Prior to Fxmsp joining the underground, the sellers would offer RDP access to separate servers, without even bothering to ensure persistence or performing reconnaissance in the network. Fxmsp took this service into a whole new level. Despite rather simplistic methods he used, Fxmsp managed to gain access to energy companies, government organizations and even some Fortune 500 firms.
Fxmsp had indeed ended all public operations, however, it’s not unlikely that he continues making private offers posing a threat to companies in many industries, regardless of their location. In light of this, we decided to release this report, make our materials on Fxmsp’s TTPs accessible to the public, and provide recommendations to help companies protect against the types of attacks conducted by Fxmsp and similar cybercriminals. We hope that our research will help to locate and arrest the threat actor hiding behind the nickname Fxmsp and his accomplices, which is why we’ve shared the expanded version of the report with international law enforcement agencies.
Group-IB CTO and Head of Threat Hunting Intelligence
The digital traces Fxmsp left at the earliest stage of his career, allowed Group-IB Threat Intelligence team to establish his toolset and methods. In most cases, Fxmsp uses a very simple, yet effective approach. He scans a range of IP addresses for certain open ports to identify open RDP (remote desktop protocol) ports, particularly 3389. Then, he carries out brute-force attacks on the victim’s server to guess the RDP password. After gaining access to the target device, Fxmsp usually disables the existing antivirus software and firewall, then creates additional accounts. Next, he uses the Meterpreter payload on servers as a backdoor. Fxmsp himself noted in his posts that, when installing backdoors, he set a long interval for connections with C&C servers: once every 15 days. Once the access is gained, Fxmsp harvests dumps of all the accounts and decrypts them. Finally, he infects the backups by installing backdoors. Even if the victim notices suspicious activity in the system, they will most likely change passwords and perform a rollback to the backup, which has already been compromised. This approach allows him to maintain persistence and remain unnoticed for a long time.
At the time of writing, Fxmsp is no longer conducting public activities. It is uncertain, however, whether he is still breaking into company networks and continues to make private offers. Given the risks, we deem it essential to offer universal recommendations on how to prevent attacks that bear similarities to those conducted by Fxmsp.

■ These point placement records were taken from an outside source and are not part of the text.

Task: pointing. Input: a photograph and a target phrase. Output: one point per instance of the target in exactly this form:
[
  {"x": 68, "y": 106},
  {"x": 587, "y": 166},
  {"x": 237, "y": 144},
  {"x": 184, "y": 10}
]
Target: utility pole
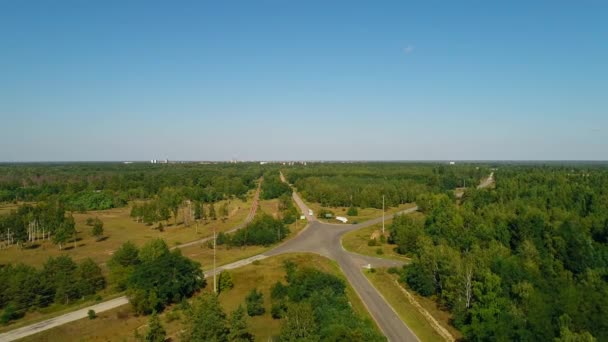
[
  {"x": 214, "y": 269},
  {"x": 382, "y": 214}
]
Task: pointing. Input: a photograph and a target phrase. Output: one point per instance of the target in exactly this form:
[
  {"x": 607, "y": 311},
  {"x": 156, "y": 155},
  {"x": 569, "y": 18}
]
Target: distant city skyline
[{"x": 310, "y": 80}]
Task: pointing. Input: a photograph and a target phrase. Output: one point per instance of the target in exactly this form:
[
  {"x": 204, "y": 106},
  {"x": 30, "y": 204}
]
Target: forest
[
  {"x": 98, "y": 186},
  {"x": 60, "y": 280},
  {"x": 363, "y": 184},
  {"x": 526, "y": 260}
]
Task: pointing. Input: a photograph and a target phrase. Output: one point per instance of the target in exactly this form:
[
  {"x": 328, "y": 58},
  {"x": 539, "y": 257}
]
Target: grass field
[
  {"x": 357, "y": 242},
  {"x": 415, "y": 320},
  {"x": 118, "y": 228},
  {"x": 199, "y": 252},
  {"x": 364, "y": 213},
  {"x": 119, "y": 324}
]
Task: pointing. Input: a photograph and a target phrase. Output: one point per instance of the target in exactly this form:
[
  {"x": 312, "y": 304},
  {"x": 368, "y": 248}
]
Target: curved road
[{"x": 317, "y": 237}]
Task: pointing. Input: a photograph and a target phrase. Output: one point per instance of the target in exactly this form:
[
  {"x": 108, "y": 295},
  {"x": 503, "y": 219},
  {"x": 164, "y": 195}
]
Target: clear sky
[{"x": 379, "y": 80}]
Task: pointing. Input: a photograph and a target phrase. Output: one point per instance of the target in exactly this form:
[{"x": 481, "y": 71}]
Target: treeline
[
  {"x": 273, "y": 187},
  {"x": 29, "y": 224},
  {"x": 61, "y": 280},
  {"x": 363, "y": 184},
  {"x": 154, "y": 276},
  {"x": 264, "y": 230},
  {"x": 95, "y": 186},
  {"x": 525, "y": 261},
  {"x": 313, "y": 307}
]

Fxmsp uses open RDP ports as the initial attack vector, therefore, the default RDP port 3389 can be edited by changing it to any other. As the attackers usually need several attempts to brute force passwords and gain access to the RDP, it is important to enable account lockout policies by limiting the number of failed login attempts per user. Another important element to ensure resilience against this type of attack is to constantly monitor the darknet for compromised data related to your company. Threat intelligence solutions enable organizations to mitigate risks and further damage by quickly identifying stolen records and track down the source of the breach, while specialized threat detection systems allow to discover unwanted intrusions, traffic anomalies within the corporate network, and attempts to gain unauthorized access to any data.